Figure 6. Locomotor sensitization to cocaine in whole body βarrestin-2 KO mice

(A) Plot of 20 mg/kg cocaine-induced locomotion for whole body βarr2KO mice and littermate WT control mice on sensitization Day 1. Differences in the areas under the respective curves were observed for the grey shaded regions (n = 24 mice/genotype, t = 2.623, p <0.05). (B) Cocaine-mediated locomotion on Day 5 of sensitization. (C) On the test day (Day 10), 10 mg/kg YIL781 pre-treatment reduced 5 mg/kg cocaine-induced locomotion in sensitized WT mice only. A two-way ANOVA revealed significant main effects for time (n = 11–12 mice/group, F (23, 989) = 64.5, p<0.0001) and treatment/genotype group (F (3, 43) = 3.499, p<0.05). Tukey’s post hoc comparison: WT/Vehicle compared to WT/YIL781, *p<0.05; βarr2KO/Vehicle compared to WT/YIL781, #p<0.05; WT/ YIL781 compared to βarr2KO/YIL781, $p<0.05. (D) Total distance traveled 30 min after cocaine administration. A one-way ANOVA identified a treatment group effect, F (3, 42) = 2.958, p < 0.05. Tukey’s post hoc comparison: WT/Vehicle compared to WT/YIL781, *p<0.05.

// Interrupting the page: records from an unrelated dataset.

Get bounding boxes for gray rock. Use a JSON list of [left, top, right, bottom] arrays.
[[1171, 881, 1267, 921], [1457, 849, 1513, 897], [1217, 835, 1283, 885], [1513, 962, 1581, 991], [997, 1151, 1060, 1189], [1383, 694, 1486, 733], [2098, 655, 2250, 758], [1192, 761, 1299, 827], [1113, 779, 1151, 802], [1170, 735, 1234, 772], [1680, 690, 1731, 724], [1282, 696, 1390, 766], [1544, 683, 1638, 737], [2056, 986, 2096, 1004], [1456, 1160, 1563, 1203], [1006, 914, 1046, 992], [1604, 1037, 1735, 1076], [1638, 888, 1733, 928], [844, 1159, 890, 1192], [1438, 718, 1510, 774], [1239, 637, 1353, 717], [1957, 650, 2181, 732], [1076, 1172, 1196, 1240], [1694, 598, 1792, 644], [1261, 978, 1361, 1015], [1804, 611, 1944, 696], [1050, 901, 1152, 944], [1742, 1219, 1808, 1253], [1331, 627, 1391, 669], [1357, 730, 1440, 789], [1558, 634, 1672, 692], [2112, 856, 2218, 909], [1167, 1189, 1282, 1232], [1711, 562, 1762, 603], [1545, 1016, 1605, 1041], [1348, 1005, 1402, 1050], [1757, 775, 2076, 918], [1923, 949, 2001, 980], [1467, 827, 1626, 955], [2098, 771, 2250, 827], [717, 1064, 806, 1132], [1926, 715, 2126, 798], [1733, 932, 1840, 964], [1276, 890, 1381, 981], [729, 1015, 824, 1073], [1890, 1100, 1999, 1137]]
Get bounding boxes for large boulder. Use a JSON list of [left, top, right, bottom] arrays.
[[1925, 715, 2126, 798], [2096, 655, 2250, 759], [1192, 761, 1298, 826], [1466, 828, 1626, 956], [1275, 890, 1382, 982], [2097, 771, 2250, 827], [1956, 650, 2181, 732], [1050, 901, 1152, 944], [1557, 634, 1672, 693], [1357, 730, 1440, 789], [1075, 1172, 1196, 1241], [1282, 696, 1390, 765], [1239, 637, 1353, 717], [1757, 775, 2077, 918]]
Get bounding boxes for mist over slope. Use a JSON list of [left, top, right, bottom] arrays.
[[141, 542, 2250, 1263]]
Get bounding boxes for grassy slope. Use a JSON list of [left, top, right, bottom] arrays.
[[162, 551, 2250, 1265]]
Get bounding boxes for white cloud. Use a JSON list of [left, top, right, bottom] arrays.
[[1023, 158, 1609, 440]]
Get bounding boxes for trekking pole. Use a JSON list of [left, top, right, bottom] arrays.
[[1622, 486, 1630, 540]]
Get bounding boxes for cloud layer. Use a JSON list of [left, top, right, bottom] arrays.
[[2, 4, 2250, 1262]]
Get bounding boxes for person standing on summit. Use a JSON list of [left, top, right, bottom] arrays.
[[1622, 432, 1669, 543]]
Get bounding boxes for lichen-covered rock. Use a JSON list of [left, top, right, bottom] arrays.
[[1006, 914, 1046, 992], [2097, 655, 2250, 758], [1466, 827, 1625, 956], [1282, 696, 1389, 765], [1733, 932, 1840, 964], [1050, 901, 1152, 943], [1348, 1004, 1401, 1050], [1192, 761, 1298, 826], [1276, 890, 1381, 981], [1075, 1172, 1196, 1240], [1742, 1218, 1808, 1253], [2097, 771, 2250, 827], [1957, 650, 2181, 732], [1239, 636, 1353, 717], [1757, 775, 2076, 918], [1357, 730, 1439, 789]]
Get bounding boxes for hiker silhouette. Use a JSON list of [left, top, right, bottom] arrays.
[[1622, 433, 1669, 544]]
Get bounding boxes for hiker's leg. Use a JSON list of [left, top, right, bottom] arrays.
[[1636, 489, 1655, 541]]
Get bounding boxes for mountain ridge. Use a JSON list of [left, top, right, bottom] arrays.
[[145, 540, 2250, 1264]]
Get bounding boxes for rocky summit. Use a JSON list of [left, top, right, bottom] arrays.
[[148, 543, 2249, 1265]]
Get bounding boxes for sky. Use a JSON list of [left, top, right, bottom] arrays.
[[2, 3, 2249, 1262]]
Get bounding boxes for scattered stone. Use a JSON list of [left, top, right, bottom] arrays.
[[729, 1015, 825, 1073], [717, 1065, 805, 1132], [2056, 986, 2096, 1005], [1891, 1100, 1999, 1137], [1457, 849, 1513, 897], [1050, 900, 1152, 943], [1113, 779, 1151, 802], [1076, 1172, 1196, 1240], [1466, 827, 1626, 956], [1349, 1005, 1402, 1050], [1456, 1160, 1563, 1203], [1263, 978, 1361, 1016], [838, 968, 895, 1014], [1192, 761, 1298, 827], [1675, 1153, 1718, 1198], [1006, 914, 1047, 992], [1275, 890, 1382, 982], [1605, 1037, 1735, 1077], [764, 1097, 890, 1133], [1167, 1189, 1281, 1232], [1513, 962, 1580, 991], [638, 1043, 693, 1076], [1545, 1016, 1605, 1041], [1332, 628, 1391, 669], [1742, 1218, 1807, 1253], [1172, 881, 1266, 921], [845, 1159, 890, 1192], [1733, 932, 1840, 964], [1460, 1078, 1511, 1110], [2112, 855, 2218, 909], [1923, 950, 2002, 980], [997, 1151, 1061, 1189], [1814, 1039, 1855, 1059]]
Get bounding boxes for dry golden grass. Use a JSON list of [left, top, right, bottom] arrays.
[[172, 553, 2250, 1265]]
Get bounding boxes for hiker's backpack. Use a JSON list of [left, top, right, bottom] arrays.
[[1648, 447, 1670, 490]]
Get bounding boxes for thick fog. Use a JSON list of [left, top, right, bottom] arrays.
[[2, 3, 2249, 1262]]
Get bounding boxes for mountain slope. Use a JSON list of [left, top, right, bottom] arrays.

Figure 7. Schematic model for G protein and βarrestin-mediated GHSR1a signaling

(A) Individual G protein- and βarrestin-mediated signaling pathways of activated GHSR1a. (B) Conceptual model for GHSR1a regulation of VTA dopamine neurons underlying locomotion. Activation of βarrestin (red arrows) leads to N-methyl-D-aspartic acid receptor (NMDAR) enhanced excitability of VTA dopamine neurons, dopamine release, and locomotion. Inhibition of this pathway with a GHSR1a antagonist reduces dopamine neuron firing, dopamine release and locomotion, blocking the hyper-locomotor effect of psychostimulants like cocaine. (C) Model of the effect of a genetic ablation of βarrestin-2 in DAT neurons. DAT neurons in WT mice are still responsive to GHSR1a antagonists (upper panel, green sigmoid curve) and the negative change in locomotion, Δ locomotion = Δ locomotion (βarrestin, other factors) is a significant fraction of the total locomotion. In the YIL781 unresponsive βarrestin-2 KO mouse, (lower panel), Δ locomotion at the GHSR1a is fixed at zero because of compensation by other remaining regulatory mechanisms (lower panel, green sigmoid curve).